Last week I came across a quote by a famous poet (although I hadn’t heard of him), and it resonated with an issue I’ve been pondering awhile.

April15_eddy_JNRod Padgett, writing in How to Be Perfect, said this: “Forgive your country every once in a while. If that is not possible, go to another one.”

At first we might call the advice absurd. “I can’t go to another country. My family is here. My work is here. I was born here, and things should change so I can be happier here! After all, I’m right about what’s wrong here!”

I understand. Like many, I’m pretty convinced I know how to remedy America’s ills. I copy and forward op-ed pieces about curbing gun violence and fixing the economy. I’m frustrated by years of stalemate in Washington. I’m not happy about higher taxes and lower morality in the forecast for the future.

But I can endure all that in light of the unparalleled freedom and opportunity I enjoy here. For me, that’s easier than going someplace else.

It seems to me Padgett the poet has distilled a principle for all of life.

Forgive your spouse every once in a while. If you can’t do that, how can you stay in your marriage?

Forgive your boss, your coworkers, and your customers every once in a while. If that is not possible, leave your job.

Forgive your church every once in a while. If that is not possible, find another church.
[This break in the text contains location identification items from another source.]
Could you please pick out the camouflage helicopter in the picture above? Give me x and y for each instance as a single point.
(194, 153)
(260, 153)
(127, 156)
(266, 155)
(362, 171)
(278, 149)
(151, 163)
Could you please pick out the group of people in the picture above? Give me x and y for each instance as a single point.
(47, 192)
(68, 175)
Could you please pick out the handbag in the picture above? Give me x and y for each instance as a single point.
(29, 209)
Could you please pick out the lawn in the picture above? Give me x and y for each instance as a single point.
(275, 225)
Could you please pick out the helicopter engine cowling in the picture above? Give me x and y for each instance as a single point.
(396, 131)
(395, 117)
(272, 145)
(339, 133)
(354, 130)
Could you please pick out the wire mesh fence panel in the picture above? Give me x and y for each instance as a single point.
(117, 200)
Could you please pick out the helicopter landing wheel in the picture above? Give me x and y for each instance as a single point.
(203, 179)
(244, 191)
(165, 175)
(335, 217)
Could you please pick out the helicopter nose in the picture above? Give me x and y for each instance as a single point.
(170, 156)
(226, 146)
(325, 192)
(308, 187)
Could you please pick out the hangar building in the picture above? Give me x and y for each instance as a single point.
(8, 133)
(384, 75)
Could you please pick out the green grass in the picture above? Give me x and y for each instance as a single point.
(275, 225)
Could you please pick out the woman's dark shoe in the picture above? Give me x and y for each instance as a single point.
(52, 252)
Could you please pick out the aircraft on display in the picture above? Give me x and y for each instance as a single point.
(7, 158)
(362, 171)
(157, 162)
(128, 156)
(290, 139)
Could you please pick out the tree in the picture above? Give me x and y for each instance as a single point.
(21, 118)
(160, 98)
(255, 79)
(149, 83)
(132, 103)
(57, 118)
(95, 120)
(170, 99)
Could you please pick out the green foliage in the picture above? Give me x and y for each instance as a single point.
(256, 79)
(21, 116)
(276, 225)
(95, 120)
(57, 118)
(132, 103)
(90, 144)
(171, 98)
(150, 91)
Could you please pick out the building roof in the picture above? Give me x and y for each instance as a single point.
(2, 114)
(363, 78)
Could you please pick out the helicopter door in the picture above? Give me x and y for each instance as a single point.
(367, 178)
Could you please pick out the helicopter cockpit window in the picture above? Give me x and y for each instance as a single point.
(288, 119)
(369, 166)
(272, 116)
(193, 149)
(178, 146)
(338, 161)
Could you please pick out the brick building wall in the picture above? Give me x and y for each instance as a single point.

All of life is a matter of choices, and every choice brings consequences. Sooner or later, all of us must look at ourselves and ask, “Why are you whining about this situation you’re in? If you choose to stay in it, then choose also to acknowledge why.”

I’m staying in this marriage because I promised I would, and I’d rather have the joy of keeping my commitment than the fleeting thrill of a fling, especially when I consider all I’d be losing in exchange for so little gained.

I’m staying in this job because the work I do is more significant than the work I’ve been offered, and the pay over there isn’t worth the dissatisfaction of doing something I hate.

I’m staying at this church because its problems are not substantially different from the problems at the other churches in town, and God isn’t there any more than he’s here.

And so I forgive my spouse or my kids because I realize how often they’ve forgiven me.

And I forgive my boss, because he’s kept me even though I’m not the best employee in the place.

And I forgive my church, because all its flaws stem from people no more broken than I am.

But if any of these absolutely is not possible, I’ll admit I must leave. I’ll confront the hard fact that my joy will not be increased with my complaining, and my dissatisfaction will only make a bad situation worse.